Our conversations as teens were really all about asking inquisitive questions about each other’s traditions, cultures, customs and clothes. After high school, I left for college to Pune, and Summiya went to Medical School in Karachi. We met again in 2006 after I got married and came to Karachi for a visit. Our conversations later progressed to how our lives changed, how countries were playing dirty politics, and how it is the people who suffer. We never had any clash. Our countries had been at loggerheads since forever but that really made no difference to us, as our friendship went way beyond borders. Whatever hardships everyday people face in both countries are the same on a daily basis. We were sympathetic towards the mis-governance in our respective countries; we never disrespected each other’s cultures, faiths or even traditions, and in fact had a deep interest to know more and be a part of each other’s celebrations.”

Summiya Nizamuddin (Pakistan):

“We must have been 12 years old. Ketki had moved to Qatar from India and joined my school. She sat next to me on her first day at school. We have been together ever since. We practically grew up together through those awkward teen years, and though we are in different countries now, we still keep in touch

We talk about what best friends would usually talk about. Initially it was about school and how we hated math; growing up issues, things at home; clothes and music.
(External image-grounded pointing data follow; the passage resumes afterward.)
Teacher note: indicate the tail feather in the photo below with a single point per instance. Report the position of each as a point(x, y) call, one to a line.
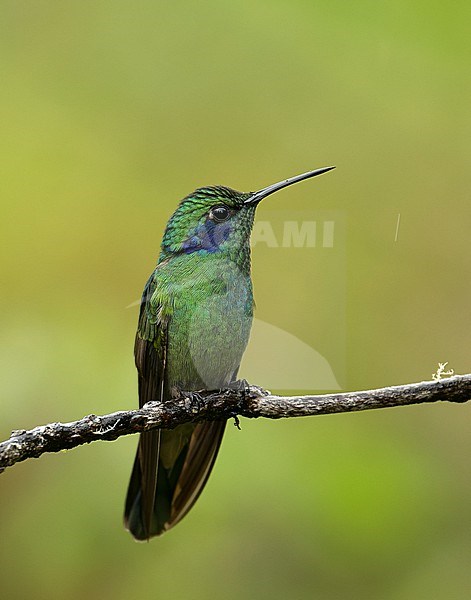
point(175, 489)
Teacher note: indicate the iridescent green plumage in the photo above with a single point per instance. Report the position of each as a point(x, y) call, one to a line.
point(194, 324)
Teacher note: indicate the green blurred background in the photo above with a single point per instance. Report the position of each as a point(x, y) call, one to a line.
point(111, 111)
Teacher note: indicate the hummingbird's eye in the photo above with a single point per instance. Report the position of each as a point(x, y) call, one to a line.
point(219, 213)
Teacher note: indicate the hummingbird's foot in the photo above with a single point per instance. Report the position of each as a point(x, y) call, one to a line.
point(239, 385)
point(195, 400)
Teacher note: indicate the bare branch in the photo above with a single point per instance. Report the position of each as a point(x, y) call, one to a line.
point(252, 402)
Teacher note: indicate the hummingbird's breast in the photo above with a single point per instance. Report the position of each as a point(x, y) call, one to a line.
point(212, 310)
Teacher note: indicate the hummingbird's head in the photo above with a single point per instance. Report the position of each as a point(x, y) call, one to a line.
point(211, 219)
point(218, 219)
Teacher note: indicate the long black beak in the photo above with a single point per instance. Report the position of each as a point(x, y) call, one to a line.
point(257, 196)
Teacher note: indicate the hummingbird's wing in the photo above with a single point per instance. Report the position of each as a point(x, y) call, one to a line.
point(150, 351)
point(171, 467)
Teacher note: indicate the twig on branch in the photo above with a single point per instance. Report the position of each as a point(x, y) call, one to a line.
point(252, 402)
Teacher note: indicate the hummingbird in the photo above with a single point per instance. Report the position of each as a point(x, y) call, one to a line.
point(194, 323)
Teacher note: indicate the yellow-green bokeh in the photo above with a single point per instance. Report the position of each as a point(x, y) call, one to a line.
point(111, 111)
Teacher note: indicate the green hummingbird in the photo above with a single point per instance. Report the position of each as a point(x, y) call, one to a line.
point(194, 324)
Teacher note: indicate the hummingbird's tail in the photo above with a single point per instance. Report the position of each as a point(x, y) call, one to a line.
point(160, 492)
Later it was about grown-up issues such as getting a job, getting married, and in-laws’ issues! Alhamdullah in all the time we have known each other, there has never been a clash. Never. What really mattered was that we were together and we were there for each other at that point in time.

A clash on the border never brought up a clash between us, none whatsoever. As I said, the fact that we were together was more important. It did not matter if the two governments could not handle issues amongst themselves. Things were working fine for us.”